Where keywork is not planned, individualised and/or does not complement the work of the sentence plan, in line with the resident’s risks, needs and strengths, including signposting and referrals, there should be a negative judgement. 


h) Are sufficient arrangements in place to support residents to prepare for moving on from the AP?

Guidance:

APs offer a significant level of contact, supervision and support, with residents seen on a daily basis. Residents are encouraged to make full use of the advice, support and control and supervision offered during their time in the AP. However, when residents move on from an AP, the loss of this contact, supervision and support can leave a significant gap.

Sufficient arrangements to enable residents to prepare for moving must include timely referrals to the right agencies to meet their individual needs. These may be criminal justice services or mainstream or specialist agencies or providers. Ideally there will be sufficient time before the resident moves on for these agencies to make contact and build up a relationship. Accommodation is particularly and immediately important and it is not sufficient for an individual to have to present as homeless on the day of their moving on.

Residents should be fully involved in their moving on arrangements. All work delivered by the AP should align with the plans and activities being driven by the probation practitioner. Move on should be considered at the earliest possible opportunity, ideally from the point at which a resident begins their stay in an AP. This is particularly important for residents with short stays, where time is at a premium.

Evidence:

  • discussions with residents
  • discussions with staff
  • case inspections
  • observation during inspection
  • moving on protocols and arrangements with providers

Judgement:

Where arrangements are in place to support residents moving on that are individualised, timely and supported by effective relationship-building with providers, there should be a positive judgement.

Where arrangements are in place to support residents moving on that are not individualised, timely and/or supported by effective relationship-building with providers, there should be a negative judgement.


i) Are residents engaged in appropriate activities to meet their needs and build on their strengths?

Guidance:

Appropriate activities are purposeful, structured activities that are a part of everyday AP life. Examples include catering, everyday maintenance tasks and cleaning. Involving residents in these tasks gives them opportunities to feel part of the regime and develop practical and life skills. Such activities also offer an opportunity to assess the readiness of residents for independent living. All residents should engage in activities that are appropriate, both in terms of the type and amount, to meet their individual needs and build on their strengths.

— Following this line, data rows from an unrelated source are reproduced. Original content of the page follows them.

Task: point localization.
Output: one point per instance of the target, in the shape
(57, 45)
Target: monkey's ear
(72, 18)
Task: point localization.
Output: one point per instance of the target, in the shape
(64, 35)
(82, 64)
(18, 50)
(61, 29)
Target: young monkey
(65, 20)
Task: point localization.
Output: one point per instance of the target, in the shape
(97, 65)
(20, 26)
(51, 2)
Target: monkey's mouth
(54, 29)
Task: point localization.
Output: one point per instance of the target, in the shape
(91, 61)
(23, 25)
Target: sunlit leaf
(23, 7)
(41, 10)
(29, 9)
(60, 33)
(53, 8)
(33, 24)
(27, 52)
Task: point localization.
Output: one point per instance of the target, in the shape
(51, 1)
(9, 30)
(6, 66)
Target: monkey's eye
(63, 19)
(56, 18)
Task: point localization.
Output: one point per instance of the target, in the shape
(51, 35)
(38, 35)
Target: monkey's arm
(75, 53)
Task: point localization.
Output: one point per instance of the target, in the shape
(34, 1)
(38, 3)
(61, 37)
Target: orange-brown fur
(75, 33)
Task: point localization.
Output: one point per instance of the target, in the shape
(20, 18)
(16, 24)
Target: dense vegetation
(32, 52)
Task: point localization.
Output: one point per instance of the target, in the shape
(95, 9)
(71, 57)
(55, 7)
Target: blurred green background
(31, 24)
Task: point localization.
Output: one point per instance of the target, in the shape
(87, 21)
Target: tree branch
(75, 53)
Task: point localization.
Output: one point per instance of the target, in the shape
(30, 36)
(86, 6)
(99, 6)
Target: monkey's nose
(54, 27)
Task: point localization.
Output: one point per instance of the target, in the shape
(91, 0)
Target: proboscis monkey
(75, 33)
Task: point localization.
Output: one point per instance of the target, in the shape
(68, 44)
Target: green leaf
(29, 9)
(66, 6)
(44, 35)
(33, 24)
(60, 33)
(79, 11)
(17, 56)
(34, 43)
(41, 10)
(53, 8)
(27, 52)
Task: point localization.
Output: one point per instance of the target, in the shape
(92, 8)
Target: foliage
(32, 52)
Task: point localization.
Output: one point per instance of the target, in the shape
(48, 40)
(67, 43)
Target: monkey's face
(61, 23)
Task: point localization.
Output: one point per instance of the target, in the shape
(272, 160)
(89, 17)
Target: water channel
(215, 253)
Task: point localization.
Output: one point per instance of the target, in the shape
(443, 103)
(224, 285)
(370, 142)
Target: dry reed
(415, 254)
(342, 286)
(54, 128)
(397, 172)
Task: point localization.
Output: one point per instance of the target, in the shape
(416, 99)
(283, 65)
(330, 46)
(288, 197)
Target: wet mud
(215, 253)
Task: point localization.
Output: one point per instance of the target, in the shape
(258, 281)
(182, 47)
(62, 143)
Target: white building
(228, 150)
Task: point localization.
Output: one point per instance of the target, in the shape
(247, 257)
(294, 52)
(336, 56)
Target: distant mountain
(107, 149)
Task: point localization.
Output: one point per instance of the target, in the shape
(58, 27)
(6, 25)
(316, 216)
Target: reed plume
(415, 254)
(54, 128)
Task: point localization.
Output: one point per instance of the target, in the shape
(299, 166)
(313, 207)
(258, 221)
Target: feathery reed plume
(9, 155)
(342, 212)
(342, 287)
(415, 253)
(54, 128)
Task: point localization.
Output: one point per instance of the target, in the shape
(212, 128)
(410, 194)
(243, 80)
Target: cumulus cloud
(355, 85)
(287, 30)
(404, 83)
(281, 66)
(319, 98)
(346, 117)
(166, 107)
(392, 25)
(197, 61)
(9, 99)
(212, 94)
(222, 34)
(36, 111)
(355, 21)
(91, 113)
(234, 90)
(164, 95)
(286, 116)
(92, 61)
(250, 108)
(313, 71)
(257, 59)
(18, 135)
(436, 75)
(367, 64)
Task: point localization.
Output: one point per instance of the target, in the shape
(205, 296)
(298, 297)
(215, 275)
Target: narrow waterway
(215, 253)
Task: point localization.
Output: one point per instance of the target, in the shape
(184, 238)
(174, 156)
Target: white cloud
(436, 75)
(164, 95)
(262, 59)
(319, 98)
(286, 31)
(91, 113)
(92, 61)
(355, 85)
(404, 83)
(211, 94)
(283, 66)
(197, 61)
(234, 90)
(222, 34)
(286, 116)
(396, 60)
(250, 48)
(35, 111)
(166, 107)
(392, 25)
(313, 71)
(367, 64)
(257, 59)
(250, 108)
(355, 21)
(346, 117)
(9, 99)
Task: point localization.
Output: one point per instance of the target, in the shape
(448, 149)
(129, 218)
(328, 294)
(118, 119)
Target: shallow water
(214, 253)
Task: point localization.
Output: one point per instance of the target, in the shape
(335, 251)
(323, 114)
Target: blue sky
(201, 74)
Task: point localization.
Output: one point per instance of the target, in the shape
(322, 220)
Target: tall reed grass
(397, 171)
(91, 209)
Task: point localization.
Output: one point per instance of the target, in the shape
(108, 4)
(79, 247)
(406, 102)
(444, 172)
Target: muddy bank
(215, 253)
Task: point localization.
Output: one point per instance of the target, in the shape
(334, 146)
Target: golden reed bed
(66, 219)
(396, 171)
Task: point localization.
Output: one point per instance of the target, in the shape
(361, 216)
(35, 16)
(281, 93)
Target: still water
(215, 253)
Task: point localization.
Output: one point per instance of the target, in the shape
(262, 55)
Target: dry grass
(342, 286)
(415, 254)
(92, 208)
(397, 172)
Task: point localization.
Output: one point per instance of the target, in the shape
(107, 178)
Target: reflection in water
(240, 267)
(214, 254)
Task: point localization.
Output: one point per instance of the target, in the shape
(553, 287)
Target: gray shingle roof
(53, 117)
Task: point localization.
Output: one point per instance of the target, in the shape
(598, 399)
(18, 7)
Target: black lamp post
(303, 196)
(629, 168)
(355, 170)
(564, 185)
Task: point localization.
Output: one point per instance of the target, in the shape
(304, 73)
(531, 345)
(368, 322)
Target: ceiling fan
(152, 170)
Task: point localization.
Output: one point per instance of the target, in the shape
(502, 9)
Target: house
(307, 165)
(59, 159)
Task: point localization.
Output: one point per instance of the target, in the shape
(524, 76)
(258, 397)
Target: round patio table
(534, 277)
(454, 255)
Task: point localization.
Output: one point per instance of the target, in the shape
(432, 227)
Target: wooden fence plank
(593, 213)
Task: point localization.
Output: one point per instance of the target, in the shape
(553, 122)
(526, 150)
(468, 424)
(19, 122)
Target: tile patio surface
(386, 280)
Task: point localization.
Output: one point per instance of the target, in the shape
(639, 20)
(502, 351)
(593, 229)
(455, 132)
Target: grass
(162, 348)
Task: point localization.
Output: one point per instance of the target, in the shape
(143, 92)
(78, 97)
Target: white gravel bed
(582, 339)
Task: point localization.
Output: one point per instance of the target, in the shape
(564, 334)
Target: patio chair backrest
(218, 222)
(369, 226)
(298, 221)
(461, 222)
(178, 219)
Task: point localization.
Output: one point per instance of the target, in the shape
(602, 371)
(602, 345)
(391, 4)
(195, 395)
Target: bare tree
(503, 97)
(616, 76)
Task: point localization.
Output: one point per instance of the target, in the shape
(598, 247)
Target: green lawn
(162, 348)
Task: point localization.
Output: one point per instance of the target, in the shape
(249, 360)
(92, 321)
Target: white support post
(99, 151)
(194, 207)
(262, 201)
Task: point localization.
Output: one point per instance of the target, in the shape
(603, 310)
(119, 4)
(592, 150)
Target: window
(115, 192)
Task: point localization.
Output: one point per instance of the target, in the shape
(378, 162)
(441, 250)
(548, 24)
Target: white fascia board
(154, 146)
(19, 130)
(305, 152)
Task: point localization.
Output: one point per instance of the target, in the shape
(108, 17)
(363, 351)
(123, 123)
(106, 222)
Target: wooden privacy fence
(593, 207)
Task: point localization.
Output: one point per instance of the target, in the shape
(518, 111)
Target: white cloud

Residents’ progress through purposeful activity should be reviewed. Requiring residents to complete activities that are no longer likely to be helpful is counter-productive; residents may need to move from one activity to another. Some residents may need to re-start particular activities if they have failed to engage effectively with them.

Evidence:

  • discussions with residents
  • discussions with staff
  • case inspections
  • observation during inspection
  • weekly schedules of activities

Judgement:

Where residents are engaged in purposeful, structured activities appropriate to their individual needs and strengths, there should be a positive judgement. Where residents are not engaged in purposeful, structured activities or these are not appropriate to their individual needs and strengths, there should be a negative judgement.